The unfortunate scientists double-check their equipment to find they have accidentally purchased three different varieties of tomato seed packet plant – ‘Medium-Mato’, ‘Mini-Mato’, and ‘Mega-Mato’ (x 100). Luckily, the scientists also found past papers indicating these three varieties map comfortably onto a standard natural distribution. This means that even a not scientifically bred tomato plant could theoretically produce all three sizes of tomatoes.

The researchers quickly pour the seeds into a container and shake it thoroughly for ten minutes before selecting exactly 100 samples (c.33%). Here, randomization guards against confounding influence.

Modern statistical studies may use a digital database to calculate random samples rather than a simple glass jar. Demographic weighting (i.e. stratification) might also be applied to better model divided random populations.

Standardized procedures

Experiments always have a standardized procedure to follow, so not even time can impact the results. A steady sequence of tasks also ensures that other chores of the experiment are also always conducted in the same way.

Example

In the plant growth experiment, a standardized procedure can be the exact time the plants are watered. When the experiment is continued over a period of time, the lighting should also be considered. One option would be to ensure constant artificial light on the same level according to one day cycle or another option would be to use the natural daylight, which fluctuates over the course of a year.

Statistical controls

Sometimes, removing all traces of extraneous influence is impossible. By applying modeling, weighting, and averaging based on what’s known about the factors you’re trying to account for, a more realistic statistical picture may emerge. This means, that the predictor variable, also called an independent variable, is complemented by the control variables. Suitable statistical techniques are a simple linear regression analysis and ANOVA.

Control variables vs. Control groups

Control variables shouldn’t be confused with control groups! Control groups are governed by control variables, allowing the creation of a ‘neutral’ subsample.

Control Variables: Control Groups:
Set a distinct rule or base value for a variable causative factor. Are single-study groups that create a frame of reference for other samples.
Remain completely consistent across time. Are controlled by variables.
Can affect sets or a singular value. Do not directly affect statistical results.
Are not created from a sampled population. Are always created from a population of samples.
May change over time.

Other types of variables

Other types of variables in experiments are:

  • independent variables
  • dependent variables
  • Qualitative variables
  • Categorical variables
  • continuous variables
  • interval variables and ratio variables
  • binary variables
  • mediator variable
  • moderator variable

FAQs

A control variable is a scientific safeguard that details a factor in a study that should (ideally) be kept the same. It can also set out what factors should be accounted for and excluded from causative arguments.

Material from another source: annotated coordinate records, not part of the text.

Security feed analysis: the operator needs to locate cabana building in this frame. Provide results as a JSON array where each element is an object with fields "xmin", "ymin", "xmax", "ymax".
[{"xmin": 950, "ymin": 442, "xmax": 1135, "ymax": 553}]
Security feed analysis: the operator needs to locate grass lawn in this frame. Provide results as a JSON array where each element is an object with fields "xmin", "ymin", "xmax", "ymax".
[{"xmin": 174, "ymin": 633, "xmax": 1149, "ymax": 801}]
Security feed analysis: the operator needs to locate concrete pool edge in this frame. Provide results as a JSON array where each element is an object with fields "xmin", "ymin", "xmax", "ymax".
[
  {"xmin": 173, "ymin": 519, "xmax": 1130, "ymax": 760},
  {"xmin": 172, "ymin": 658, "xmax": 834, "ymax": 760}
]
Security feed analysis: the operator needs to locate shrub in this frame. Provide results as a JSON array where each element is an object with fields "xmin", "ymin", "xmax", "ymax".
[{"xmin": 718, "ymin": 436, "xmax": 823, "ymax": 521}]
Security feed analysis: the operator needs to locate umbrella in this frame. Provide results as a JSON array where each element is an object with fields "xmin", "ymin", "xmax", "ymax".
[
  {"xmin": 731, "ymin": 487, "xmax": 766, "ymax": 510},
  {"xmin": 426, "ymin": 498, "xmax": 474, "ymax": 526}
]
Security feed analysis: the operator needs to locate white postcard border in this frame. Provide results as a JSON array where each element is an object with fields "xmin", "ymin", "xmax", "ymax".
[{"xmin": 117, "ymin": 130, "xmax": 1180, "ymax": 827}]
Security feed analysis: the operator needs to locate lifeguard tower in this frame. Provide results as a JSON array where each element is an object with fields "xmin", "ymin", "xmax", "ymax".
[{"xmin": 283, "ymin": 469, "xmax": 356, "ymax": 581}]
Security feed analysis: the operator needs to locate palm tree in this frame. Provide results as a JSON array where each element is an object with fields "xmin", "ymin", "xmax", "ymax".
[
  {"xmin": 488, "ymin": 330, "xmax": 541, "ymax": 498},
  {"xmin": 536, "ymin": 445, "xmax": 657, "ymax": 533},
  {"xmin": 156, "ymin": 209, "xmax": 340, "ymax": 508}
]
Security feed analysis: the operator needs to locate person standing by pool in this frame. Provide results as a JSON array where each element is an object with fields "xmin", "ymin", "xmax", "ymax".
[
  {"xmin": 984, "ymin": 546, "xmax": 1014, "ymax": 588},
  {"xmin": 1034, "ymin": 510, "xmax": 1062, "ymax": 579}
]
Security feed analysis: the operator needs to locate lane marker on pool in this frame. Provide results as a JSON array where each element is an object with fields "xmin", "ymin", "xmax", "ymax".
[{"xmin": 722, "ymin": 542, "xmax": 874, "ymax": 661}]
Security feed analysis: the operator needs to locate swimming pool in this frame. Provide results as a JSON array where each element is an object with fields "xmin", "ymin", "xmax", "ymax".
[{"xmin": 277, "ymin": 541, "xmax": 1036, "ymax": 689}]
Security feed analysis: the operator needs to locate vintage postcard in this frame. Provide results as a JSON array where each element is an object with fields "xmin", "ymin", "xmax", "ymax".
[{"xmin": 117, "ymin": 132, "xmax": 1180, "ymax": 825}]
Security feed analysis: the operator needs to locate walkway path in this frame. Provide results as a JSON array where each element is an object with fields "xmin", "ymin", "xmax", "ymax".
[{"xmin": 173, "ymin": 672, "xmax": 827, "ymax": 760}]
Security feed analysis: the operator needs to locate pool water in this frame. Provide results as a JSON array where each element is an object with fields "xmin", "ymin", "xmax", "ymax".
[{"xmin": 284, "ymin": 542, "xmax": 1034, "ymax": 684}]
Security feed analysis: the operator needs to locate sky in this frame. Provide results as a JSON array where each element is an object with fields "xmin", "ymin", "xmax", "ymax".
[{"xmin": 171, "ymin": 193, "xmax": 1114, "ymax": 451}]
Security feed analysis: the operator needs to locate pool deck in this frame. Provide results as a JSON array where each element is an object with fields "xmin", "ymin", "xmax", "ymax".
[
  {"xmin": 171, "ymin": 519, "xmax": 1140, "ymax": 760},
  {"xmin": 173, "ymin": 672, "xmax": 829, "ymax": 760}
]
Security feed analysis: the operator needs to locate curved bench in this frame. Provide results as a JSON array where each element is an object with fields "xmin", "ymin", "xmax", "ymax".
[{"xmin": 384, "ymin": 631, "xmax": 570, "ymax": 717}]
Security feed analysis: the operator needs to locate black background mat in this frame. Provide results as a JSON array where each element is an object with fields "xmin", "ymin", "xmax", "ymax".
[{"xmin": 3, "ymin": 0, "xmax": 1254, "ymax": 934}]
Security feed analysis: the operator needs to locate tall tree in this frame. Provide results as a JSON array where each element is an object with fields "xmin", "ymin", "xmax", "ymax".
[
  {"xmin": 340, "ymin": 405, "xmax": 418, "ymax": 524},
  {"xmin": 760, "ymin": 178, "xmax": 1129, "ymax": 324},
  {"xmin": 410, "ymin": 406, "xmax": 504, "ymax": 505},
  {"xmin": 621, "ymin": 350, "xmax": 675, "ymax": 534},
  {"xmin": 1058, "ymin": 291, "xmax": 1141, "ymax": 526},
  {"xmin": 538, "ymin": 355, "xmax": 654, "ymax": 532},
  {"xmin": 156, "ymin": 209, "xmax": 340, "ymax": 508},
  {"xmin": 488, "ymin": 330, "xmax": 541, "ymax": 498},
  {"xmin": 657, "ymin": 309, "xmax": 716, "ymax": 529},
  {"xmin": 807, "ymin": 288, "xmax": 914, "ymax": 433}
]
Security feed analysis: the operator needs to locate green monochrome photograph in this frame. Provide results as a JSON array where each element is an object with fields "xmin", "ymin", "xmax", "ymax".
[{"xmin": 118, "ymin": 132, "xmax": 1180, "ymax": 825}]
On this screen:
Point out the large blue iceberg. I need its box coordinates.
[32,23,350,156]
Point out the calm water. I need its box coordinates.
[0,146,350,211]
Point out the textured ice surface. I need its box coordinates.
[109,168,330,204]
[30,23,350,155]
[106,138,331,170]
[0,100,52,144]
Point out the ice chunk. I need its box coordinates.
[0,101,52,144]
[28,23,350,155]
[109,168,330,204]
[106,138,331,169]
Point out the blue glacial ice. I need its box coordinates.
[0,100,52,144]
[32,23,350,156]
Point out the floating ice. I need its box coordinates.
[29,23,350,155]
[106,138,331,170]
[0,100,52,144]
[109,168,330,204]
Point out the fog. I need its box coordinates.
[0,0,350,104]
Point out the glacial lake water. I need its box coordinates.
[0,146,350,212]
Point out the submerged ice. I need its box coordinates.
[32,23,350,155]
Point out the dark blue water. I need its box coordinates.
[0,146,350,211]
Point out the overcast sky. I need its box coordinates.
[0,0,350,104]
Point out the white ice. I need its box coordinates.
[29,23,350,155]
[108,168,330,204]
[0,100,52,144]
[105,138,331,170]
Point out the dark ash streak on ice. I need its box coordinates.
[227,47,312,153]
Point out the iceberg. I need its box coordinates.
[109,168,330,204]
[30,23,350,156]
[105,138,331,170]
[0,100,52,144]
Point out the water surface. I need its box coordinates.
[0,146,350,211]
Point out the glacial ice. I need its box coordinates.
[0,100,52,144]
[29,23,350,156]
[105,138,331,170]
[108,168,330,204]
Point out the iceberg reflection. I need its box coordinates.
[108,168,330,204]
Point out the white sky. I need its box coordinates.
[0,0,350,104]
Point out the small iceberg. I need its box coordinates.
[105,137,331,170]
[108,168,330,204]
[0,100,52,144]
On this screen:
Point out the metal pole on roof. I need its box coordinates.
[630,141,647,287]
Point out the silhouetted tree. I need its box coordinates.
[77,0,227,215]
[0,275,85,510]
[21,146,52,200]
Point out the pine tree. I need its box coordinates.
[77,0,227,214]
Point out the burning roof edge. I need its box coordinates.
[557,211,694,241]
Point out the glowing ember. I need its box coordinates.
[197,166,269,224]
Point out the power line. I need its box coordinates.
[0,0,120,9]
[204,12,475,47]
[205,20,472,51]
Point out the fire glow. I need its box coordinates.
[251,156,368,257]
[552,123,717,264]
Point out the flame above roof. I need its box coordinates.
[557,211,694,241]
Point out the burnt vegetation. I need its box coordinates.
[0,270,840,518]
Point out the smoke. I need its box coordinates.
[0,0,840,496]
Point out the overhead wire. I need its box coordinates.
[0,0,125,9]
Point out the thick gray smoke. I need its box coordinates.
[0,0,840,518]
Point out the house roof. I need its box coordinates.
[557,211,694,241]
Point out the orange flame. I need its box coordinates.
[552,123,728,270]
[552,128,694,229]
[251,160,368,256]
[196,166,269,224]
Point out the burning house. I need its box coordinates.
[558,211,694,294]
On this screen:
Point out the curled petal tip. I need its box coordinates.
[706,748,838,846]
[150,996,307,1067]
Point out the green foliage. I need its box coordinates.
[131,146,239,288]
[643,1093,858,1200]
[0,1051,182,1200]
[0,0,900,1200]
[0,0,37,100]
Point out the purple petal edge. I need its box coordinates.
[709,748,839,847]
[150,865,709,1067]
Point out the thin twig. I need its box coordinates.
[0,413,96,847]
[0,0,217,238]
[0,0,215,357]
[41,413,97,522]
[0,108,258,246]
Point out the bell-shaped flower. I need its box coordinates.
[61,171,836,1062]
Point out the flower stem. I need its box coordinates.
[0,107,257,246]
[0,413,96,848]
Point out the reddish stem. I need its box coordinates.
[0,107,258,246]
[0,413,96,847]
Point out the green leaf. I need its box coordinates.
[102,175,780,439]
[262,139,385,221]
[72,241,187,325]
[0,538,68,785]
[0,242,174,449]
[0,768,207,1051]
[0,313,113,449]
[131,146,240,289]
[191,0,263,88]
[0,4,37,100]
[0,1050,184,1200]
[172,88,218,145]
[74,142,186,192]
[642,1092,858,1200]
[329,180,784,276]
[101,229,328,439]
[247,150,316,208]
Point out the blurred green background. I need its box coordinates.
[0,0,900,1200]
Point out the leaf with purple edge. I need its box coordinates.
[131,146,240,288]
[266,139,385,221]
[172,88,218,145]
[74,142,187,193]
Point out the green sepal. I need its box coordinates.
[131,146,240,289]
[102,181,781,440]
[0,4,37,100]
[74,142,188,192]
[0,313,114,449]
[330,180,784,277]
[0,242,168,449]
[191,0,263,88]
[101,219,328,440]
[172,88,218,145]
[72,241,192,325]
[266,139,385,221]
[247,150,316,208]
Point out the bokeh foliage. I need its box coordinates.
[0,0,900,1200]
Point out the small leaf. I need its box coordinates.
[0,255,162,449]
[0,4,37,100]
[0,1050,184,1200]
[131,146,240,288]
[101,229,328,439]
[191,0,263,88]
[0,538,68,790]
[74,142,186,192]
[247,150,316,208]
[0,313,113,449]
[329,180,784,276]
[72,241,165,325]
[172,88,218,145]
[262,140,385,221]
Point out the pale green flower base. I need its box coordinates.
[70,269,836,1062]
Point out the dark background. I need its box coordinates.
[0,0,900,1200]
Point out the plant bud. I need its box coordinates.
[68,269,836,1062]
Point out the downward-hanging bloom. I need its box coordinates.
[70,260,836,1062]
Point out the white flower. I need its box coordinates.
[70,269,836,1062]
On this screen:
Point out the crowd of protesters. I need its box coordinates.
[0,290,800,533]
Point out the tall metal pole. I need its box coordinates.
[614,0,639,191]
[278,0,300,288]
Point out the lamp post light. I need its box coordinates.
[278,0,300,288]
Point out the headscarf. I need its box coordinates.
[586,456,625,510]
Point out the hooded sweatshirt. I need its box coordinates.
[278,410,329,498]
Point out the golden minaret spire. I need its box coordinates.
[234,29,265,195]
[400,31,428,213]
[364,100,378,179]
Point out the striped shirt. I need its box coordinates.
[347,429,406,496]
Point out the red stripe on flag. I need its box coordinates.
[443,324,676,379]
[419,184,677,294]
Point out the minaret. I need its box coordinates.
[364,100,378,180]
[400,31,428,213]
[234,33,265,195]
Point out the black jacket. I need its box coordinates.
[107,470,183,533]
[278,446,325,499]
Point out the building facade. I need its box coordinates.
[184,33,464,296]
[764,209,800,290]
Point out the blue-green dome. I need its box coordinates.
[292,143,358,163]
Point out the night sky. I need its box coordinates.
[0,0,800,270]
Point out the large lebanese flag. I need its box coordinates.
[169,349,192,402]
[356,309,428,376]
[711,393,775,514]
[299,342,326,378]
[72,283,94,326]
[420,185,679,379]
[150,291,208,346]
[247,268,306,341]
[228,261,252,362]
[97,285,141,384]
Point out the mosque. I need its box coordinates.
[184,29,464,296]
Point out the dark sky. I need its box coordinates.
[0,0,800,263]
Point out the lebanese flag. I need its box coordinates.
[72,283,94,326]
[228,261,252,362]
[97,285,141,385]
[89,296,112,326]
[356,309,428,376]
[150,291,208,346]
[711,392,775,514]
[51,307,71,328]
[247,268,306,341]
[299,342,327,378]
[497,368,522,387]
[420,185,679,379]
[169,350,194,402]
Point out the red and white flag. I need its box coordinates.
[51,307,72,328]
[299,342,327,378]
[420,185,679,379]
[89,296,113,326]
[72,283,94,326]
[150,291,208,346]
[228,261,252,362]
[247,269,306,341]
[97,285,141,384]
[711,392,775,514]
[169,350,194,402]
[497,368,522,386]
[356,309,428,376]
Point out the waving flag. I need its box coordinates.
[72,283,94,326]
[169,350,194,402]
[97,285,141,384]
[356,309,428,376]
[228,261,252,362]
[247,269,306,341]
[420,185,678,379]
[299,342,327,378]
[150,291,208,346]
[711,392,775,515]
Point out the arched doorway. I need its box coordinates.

Control variables add immense statistical power and validity. They are an easy-to-use, effective way to guard against confounding factors that might warp our understanding of a complex topic.

Variables can be controlled through randomized assignment of research subjects into the test group, spreading possible influences evenly. Another method can be standardized procedures, ensuring the continuity of the impact. And if these are not enough, statistical methods such as regression analysis and ANOVA can be helpful.